The Mudcat Café TM
Thread #112413   Message #2378325
Posted By: Malcolm Douglas
01-Jul-08 - 12:05 PM
Thread Name: Calton v. Carlton Weaver?
Subject: RE: Calton v. Carlton Weaver?
If there's a confusion between Calton, Carlton and so on, it's down to revival singers rather than the tradition. Many of them will have learned the song from other people's records and just guessed at the spelling. Most if not all of these will derive (through various intermediaries) from the set published and recorded by Ewan MacColl, one of only two that mentions Calton; and the only one of those with a tune.

'Nancy Whisky' seems to have started out as a broadside song; there are two editions at Bodleian Library Broadside Ballads, one of which is set in London, while the other (printed in York) names no particular place.
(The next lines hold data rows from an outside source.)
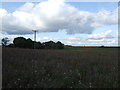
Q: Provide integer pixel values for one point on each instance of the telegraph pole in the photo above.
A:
(35, 32)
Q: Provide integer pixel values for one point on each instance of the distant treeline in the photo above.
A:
(22, 42)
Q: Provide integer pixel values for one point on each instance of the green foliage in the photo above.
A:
(21, 42)
(5, 41)
(27, 68)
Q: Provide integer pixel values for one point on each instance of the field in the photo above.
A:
(67, 68)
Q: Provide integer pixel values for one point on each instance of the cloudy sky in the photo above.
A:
(73, 23)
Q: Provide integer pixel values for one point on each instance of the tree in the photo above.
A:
(29, 43)
(20, 42)
(5, 41)
(59, 45)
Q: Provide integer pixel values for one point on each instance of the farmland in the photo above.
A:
(66, 68)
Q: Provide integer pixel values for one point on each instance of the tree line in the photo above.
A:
(22, 42)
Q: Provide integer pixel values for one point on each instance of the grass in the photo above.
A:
(67, 68)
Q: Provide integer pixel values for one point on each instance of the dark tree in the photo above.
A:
(59, 45)
(20, 42)
(29, 43)
(5, 41)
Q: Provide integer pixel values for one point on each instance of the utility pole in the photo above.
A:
(35, 31)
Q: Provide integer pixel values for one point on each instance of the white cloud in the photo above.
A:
(52, 16)
(107, 34)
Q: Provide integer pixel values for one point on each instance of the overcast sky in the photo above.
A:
(73, 23)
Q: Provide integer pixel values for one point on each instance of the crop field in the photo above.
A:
(66, 68)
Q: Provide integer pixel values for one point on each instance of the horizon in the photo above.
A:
(79, 26)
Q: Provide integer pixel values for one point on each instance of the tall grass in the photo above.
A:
(28, 68)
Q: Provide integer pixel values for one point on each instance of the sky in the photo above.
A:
(72, 23)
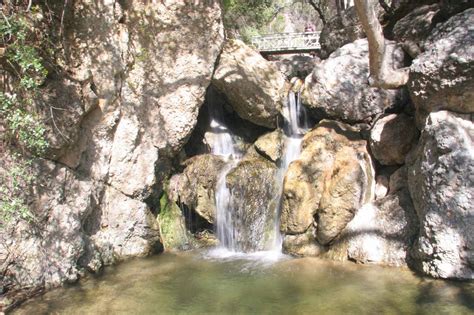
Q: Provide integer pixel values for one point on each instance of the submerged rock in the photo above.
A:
(441, 183)
(338, 87)
(302, 244)
(254, 86)
(443, 76)
(392, 137)
(253, 203)
(331, 179)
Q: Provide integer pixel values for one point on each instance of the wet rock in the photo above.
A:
(342, 29)
(331, 179)
(415, 27)
(196, 186)
(254, 201)
(173, 231)
(442, 188)
(392, 137)
(382, 232)
(270, 145)
(338, 87)
(254, 87)
(302, 244)
(296, 65)
(381, 186)
(442, 76)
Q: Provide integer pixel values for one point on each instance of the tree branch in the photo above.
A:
(381, 73)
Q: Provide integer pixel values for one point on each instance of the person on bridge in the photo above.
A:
(309, 28)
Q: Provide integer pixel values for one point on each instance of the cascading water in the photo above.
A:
(223, 146)
(294, 127)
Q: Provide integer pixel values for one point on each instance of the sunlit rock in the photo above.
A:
(331, 179)
(338, 87)
(392, 137)
(441, 183)
(442, 77)
(254, 86)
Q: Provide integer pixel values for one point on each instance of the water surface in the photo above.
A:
(216, 283)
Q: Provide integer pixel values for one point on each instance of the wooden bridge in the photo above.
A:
(287, 43)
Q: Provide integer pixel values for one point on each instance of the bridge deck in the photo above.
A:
(285, 43)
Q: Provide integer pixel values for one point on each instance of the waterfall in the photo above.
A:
(223, 145)
(295, 126)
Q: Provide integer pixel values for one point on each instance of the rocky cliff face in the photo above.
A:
(136, 77)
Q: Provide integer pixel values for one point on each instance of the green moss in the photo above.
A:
(172, 227)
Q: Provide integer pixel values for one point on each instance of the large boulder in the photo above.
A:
(338, 87)
(196, 186)
(340, 30)
(133, 93)
(254, 87)
(442, 188)
(332, 178)
(415, 27)
(382, 232)
(254, 201)
(392, 137)
(443, 76)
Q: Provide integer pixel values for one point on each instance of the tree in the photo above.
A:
(381, 73)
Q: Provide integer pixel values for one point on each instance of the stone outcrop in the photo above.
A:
(414, 28)
(270, 145)
(332, 178)
(392, 137)
(338, 87)
(254, 201)
(342, 29)
(442, 76)
(254, 86)
(442, 188)
(131, 96)
(296, 65)
(382, 232)
(196, 186)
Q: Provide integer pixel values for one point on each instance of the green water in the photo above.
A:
(190, 283)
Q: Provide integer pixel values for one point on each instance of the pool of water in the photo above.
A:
(221, 283)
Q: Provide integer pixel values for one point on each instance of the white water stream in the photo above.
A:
(294, 126)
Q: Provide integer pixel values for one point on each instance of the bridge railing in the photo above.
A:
(287, 42)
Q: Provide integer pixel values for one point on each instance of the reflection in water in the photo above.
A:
(189, 283)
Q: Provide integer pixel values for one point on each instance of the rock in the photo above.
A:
(415, 27)
(173, 231)
(443, 76)
(442, 188)
(254, 87)
(338, 87)
(133, 92)
(296, 65)
(382, 232)
(270, 145)
(196, 186)
(342, 29)
(47, 255)
(332, 178)
(392, 137)
(398, 180)
(381, 186)
(254, 202)
(302, 244)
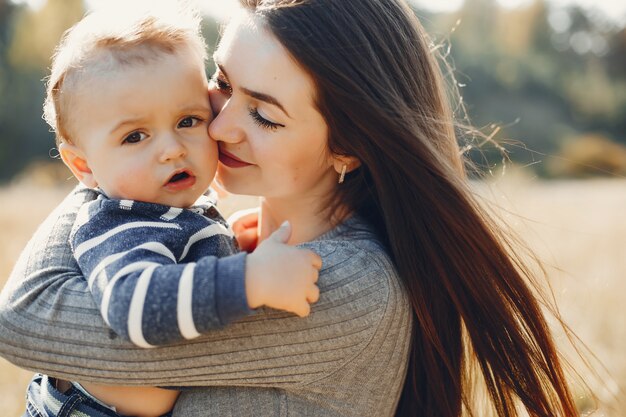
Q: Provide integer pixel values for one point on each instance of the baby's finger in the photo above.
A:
(314, 294)
(244, 218)
(316, 260)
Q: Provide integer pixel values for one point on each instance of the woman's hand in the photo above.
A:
(245, 225)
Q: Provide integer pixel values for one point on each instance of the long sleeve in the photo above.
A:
(135, 257)
(50, 323)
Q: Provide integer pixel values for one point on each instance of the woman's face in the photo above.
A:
(272, 139)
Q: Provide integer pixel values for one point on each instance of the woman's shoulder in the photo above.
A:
(351, 253)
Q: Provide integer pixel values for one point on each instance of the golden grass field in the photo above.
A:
(578, 229)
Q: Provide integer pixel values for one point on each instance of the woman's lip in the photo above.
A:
(231, 161)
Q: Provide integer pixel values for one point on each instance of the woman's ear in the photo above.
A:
(345, 164)
(75, 160)
(350, 162)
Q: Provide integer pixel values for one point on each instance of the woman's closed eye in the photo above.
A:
(222, 85)
(262, 121)
(135, 137)
(189, 121)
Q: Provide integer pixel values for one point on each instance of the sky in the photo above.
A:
(614, 9)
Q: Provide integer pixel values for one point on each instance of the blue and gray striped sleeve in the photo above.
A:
(149, 270)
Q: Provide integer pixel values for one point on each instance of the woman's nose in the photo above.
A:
(172, 149)
(226, 125)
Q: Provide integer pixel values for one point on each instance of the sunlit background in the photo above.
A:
(545, 80)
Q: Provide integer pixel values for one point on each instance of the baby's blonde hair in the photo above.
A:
(114, 37)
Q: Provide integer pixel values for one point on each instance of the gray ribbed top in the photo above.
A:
(348, 358)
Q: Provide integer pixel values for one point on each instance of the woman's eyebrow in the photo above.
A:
(255, 94)
(264, 97)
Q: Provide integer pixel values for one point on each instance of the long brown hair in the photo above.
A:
(381, 92)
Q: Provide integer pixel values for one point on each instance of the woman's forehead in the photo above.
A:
(253, 58)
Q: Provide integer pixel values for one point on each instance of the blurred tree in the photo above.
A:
(544, 73)
(31, 38)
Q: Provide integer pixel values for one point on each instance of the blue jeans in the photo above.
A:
(44, 400)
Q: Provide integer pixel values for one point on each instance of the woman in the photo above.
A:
(335, 112)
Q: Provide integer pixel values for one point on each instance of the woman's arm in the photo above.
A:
(49, 323)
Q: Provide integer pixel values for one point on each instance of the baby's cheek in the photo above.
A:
(134, 184)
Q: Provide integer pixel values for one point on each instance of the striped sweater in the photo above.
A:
(348, 358)
(159, 274)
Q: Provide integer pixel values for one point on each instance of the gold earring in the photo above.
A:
(342, 176)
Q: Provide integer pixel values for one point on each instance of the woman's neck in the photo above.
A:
(308, 220)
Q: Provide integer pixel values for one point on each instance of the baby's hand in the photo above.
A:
(282, 276)
(245, 225)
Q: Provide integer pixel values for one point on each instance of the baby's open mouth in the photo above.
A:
(179, 177)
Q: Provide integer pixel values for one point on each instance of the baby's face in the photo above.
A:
(144, 130)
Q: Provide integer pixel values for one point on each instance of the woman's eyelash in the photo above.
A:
(263, 122)
(222, 85)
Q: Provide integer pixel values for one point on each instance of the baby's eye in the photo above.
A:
(189, 121)
(135, 137)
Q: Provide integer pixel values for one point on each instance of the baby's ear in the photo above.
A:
(75, 160)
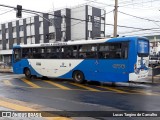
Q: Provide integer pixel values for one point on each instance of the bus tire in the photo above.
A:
(78, 76)
(27, 73)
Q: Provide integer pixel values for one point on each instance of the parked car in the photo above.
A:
(154, 61)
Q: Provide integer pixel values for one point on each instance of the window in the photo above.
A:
(15, 40)
(39, 52)
(27, 53)
(21, 40)
(14, 29)
(6, 41)
(90, 34)
(53, 52)
(52, 36)
(89, 18)
(51, 23)
(113, 51)
(40, 24)
(6, 30)
(87, 51)
(17, 54)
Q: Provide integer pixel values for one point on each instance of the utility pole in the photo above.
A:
(115, 18)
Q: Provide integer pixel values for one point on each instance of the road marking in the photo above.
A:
(7, 82)
(57, 85)
(18, 107)
(112, 89)
(30, 83)
(85, 87)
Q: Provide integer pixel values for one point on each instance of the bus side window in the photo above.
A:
(17, 54)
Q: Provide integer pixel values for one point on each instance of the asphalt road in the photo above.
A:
(65, 95)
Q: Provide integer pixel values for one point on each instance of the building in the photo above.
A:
(82, 22)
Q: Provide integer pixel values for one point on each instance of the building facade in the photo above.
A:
(82, 22)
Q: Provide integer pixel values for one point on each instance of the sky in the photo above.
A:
(136, 17)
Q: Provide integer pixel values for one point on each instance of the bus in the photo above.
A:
(121, 59)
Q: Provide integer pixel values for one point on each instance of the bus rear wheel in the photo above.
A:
(78, 77)
(27, 73)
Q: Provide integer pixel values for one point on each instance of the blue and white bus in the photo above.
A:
(120, 59)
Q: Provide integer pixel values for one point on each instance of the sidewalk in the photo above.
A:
(6, 69)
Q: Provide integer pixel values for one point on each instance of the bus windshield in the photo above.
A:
(143, 48)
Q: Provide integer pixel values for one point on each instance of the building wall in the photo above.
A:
(83, 22)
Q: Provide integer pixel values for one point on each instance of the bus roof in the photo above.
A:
(78, 42)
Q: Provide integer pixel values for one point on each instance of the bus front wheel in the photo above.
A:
(27, 73)
(78, 77)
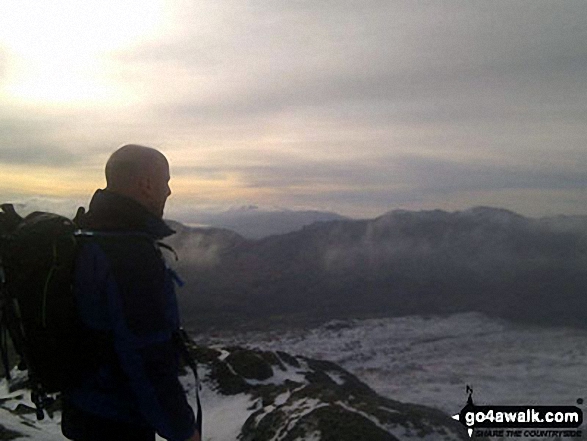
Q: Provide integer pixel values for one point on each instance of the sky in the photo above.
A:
(357, 107)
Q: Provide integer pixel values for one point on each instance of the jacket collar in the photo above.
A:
(111, 211)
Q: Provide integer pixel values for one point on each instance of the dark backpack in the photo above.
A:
(37, 303)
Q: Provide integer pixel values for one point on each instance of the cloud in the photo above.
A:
(47, 155)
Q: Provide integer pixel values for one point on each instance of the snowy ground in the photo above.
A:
(431, 360)
(420, 360)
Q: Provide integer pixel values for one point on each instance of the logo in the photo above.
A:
(517, 421)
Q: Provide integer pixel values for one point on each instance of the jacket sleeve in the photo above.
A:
(143, 312)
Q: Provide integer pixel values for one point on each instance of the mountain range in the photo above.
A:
(404, 262)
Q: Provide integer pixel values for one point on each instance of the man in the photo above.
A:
(127, 302)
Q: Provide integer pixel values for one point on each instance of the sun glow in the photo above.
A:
(57, 52)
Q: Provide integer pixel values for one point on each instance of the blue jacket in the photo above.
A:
(126, 297)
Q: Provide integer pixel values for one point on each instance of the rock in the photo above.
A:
(305, 399)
See  Nancy Whisky.

There are other localisations; some of the Scottish versions in Greig-Duncan mention Dublin (probably deriving from another broadside localisation: see http://www.nls.uk/broadsides/broadside.cfm/id/16420/ ), and Sam Henry got one in which the weaver belonged to 'Long Cookstown'. Willie Scott mentioned Stewarton. It has also turned up in the south of England.

Almost certainly nothing at all to do with Calton to begin with, then; but taken up there at some point and adapted to localise it. The historical background of Calton itself is interesting, but in the circumstances only peripheral to the history of the song. MacColl got it from Hughie Martin of Shettlestone in Glasgow, who, it seems, reckoned that MacColl's father had written the tune, "because he didna' tak' to the ither yin". (Singing Island, 1960, no. 36: 36, 41 and 110).

See several previous discussions here, some of which include further detail and the usual comments on how 'Calton' should be spelled.